U.S. President Barack Obama (C) speaks as outgoing Treasury Secretary Timothy Geithner (L) and Chief of Staff Jacob Lew look on during an event at the White House on January 10, 2013 in Washington, DC. (Photo: Getty Images)
WASHINGTON (TheBlaze/AP) -- Forget about the government minting a $1 trillion coin to "solve" its debt-limit crisis, as some pushed earlier this week.
Treasury Department spokesman Anthony Coley said Saturday that neither his department nor the Federal Reserve believes the law “can or should be used to facilitate the production of platinum coins for the purpose of avoiding an increase in the debt limit,” the Washington Post relates.
Some of President Barack Obama's allies have been promoting the coin strategy as a way to avoid yet another showdown with Congress.
The Washington Post has background:
The platinum coin idea gained some powerful adherents during the debt-ceiling crisis of 2011, but it really developed traction following the 2012 fiscal cliff deal, as politicians and economics writers realized that the country would, indeed, be facing another debt-ceiling crisis in a matter of months. A Twitter campaign by Joe Weisenthal, of Business Insider, and Josh Barro, of Bloomberg View, forced it into the conversation, and subsequent endorsements by Rep. Jerry Nadler (D-NY), Nobel Prize-winning economist Paul Krugman and former U.S. Mint director Philip Diehl gave it further legitimacy.
The government has reached its $16.4 trillion borrowing limit.
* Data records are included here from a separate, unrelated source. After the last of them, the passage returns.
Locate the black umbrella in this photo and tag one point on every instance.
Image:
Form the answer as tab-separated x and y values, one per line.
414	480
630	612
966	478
By late February or early March, Treasury will run out of ways to cover debts and could begin defaulting on government loans.
White House spokesman Jay Carney says Congress has two options at its disposal: either pay the tab for its spending or send the nation into default, which would have serious economic consequences.
President Obama says he refuses to negotiate on the matter, as Republicans try to find ways to reduce future spending.
After Senate Majority Leader Harry Reid wrote a letter to President Obama Friday asking him to act on the debt ceiling "without congressional approval, if necessary," Senate Minority Leader Mitch McConnell released a statement of his own.
“Democrats are looking at everything from the ridiculous (printing a trillion-dollar coin) to outright abdication of Congressional responsibility. But avoiding this problem will only make it worse,” it read.